Molecular structure perspective on Temperature-Sensitive properties of rhodamine aqueous solutions

Abstract

As one of the most commonly used organic fluorescent dyes, recently rhodamines have been successfully employed in temperature sensing. However, few works have been reported on their temperature-sensitive properties, which inevitably limiting their further applications. In order to solve such problem, we investigated temperature-sensitive properties of rhodamine 110, 123, 19, 6G, B and 3B focusing on their fluorescence emission spectra; and analyzed them in the molecular structure perspective. It is demonstrated that the fluorescence emission intensities of all studied rhodamines decreased with higher temperature, which inevitably enhances the probability of collisions among molecules, thus definitely leads to energy loss in fluorescence emission.
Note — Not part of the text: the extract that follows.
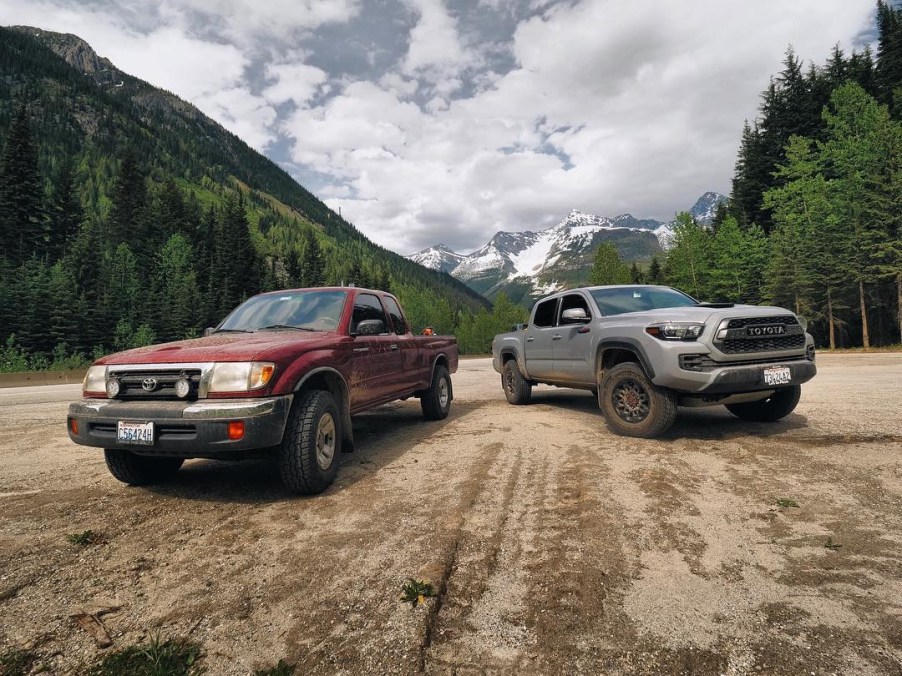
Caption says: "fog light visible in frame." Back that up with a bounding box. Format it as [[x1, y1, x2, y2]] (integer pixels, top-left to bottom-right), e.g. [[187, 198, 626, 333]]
[[229, 420, 244, 441]]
While these rhodamines still have various temperature sensitivities mainly due to the substitutes: the substitute on the benzene carboxylate has little effect; the amino substituents of the three-ring xanthene enhance the temperature sensitivity due to their rotation weakening the rigidity of the three-ring xanthene; and the methyl substituents on the three-ring xanthene reduce the temperature sensitivity by enhancing the rigidity and stability of the three-ring xanthene as well as hindering the rotation of ethylamino. These findings can also be extended to other organic fluorescent dyes proved by coumarins comparable to rhodamines. The results provided by this work can be useful reference and guidance to further develop organic fluorescent dyes especially for temperature sensing.